Custo: é um gasto relativo ao bem ou serviço utilizado na produção de outros bens e serviços, como por exemplo, a matéria prima utilizada na formação do produto. Deve-se também esclarecer a diferença entre os custos diretos e indiretos, onde o primeiro se resume naquele facilmente identificado no serviço jurídico e o segundo é aquele não identificado no serviço jurídico.

Investimento: são gastos ativados (classificados no ativo), que gerarão suporte tecnológico, estrutural e operacional em função da utilidade futura de bens ou serviços obtidos, ou seja, ativado em função da sua vida útil ou benefícios atribuíveis a períodos futuros, como por exemplo, a aquisição de equipamentos, computadores, softwares, etc.

Perdas: são gastos incorridos de forma anormal e inesperada de forma que não compreende o processo rotineiro do escritório.

Desembolso: pagamento resultante da aquisição do bem ou serviço, independentemente de quando o produto e serviço foi ou será consumido.

 

Próximo passo é levantar os dados importantes referentes aos gastos do escritório de advocacia, ou seja, itens e valores para alimentar a ferramenta de controle de custos, isto consiste em:

 

1- Determinar os custos totais do escritório de advocacia e classificá-los em diretos e indiretos.

2- Determinar a quantidade de matéria-prima e outros materiais auxiliares para o exercício da advocacia.

3- Determinar o número de horas de produção jurídica e networking com clientes.

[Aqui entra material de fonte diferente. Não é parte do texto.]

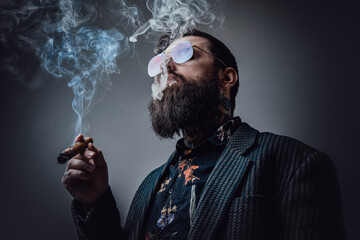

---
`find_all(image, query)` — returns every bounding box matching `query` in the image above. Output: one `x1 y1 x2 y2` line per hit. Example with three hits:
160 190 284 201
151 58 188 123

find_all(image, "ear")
220 67 238 91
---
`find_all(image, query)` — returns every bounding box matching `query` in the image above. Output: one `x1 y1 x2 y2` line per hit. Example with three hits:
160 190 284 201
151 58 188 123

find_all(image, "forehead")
167 36 210 49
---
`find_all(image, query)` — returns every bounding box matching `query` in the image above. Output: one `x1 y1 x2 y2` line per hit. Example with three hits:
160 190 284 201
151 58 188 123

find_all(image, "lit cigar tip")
57 153 70 164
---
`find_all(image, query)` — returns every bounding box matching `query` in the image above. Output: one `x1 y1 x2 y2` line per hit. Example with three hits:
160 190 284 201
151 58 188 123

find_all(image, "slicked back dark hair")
154 29 239 114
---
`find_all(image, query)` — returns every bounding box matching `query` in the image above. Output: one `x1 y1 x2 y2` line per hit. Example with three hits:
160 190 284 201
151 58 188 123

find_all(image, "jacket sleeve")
281 152 346 240
71 187 126 240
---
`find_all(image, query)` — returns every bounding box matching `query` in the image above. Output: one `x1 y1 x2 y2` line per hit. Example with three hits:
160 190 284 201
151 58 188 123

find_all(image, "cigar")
57 137 93 164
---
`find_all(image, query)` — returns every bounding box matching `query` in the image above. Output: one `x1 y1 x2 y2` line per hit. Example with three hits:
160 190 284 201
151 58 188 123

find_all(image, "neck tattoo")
182 94 232 149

4- Levantar os custos indiretos mensais do escritório de advocacia.

 

Montar, criar e desenvolver uma planilha de cálculo/custo para a prestação dos serviços advocatícios sabe-se que não é uma tarefa simples, por isso os custos precisam ser classificados da seguinte forma:

 

  1. Custo Direto Variável:são valores das horas de trabalho intelectual e de deslocamentos de determinado cliente e/ou processo;
  1. Despesas Variáveis:são os gastos com a prestação dos serviços jurídicos, como por exemplo: os impostos sobre os honorários, comissões sobre substabelecimentos;
  1. Despesas Fixas:são as despesas de funcionamento do escritório de advocacia, tais como: aluguel, água, luz, telefone, salários, pró-labore, manutenção, depreciação etc.

 

Depois destes passos definidos, o advogado poderá ter uma base para fazer os cálculos em cima dos itens já formatados na planilha.

 

Outras dicas importantes consistem em:

 

1- Estruturar adequadamente as informações contábeis.

2- Verificar se todos os custos estão sendo contabilizados adequadamente.

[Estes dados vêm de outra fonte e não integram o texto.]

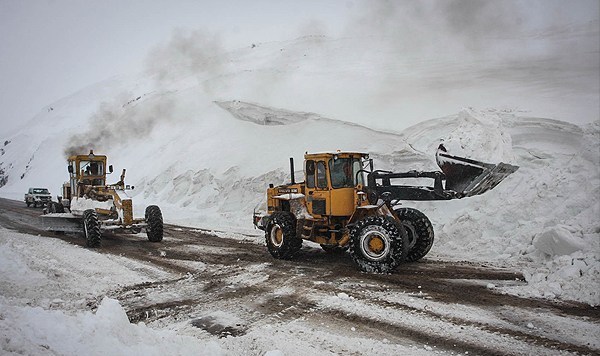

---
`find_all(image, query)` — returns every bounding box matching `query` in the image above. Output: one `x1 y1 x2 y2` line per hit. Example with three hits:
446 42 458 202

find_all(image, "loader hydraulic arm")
367 170 457 204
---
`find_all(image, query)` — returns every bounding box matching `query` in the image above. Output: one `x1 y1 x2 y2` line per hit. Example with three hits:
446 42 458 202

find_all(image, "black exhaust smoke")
290 157 296 184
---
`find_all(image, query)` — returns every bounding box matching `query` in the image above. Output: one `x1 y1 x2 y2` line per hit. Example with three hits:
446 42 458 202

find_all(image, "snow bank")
0 298 225 356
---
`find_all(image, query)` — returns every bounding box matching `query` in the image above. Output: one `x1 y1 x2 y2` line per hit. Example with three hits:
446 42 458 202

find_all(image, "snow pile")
0 298 225 356
424 112 600 305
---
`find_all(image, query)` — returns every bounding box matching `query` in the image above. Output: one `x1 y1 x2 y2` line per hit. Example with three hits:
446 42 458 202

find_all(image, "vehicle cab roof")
304 150 369 160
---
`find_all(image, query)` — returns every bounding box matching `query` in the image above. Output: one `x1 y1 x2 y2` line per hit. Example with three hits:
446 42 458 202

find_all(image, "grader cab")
42 151 163 247
253 145 518 273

3 – Dar especial atenção à metodologia de rateio dos custos indiretos.

4 – Não esquecer de revisar o Plano de Contas, para que possa ajustar à necessidade de informações.

5- Utilizar os custos padrões para aferir a eficácia do sistema.

 

Não basta calcular os gastos. É preciso observar atentamente as distorções e desperdícios, para que assim possibilite gerenciá-los.

Por fim, alguns itens importantes que devem constar na planilha de custos e despesas:

 

Planejamento Financeiro

 

E assim outros gastos que o escritório de advocacia achar conveniente de acordo com a área de atuação. Depois é só efetuar os cálculos para que, com base nos resultados, possa tomar decisões.

 

  • Dica: Dedique bastante tempo para essa etapa e faça cálculos precisos baseados na realidade. Lembre-se de incluir a documentação necessária, localização do escritório, móveis e equipamentos, software, além da mão-de-obra. Considere ainda os custos para manter o escritório de advocacia, como aluguel, contas de luz, água e telefone, Internet e salários.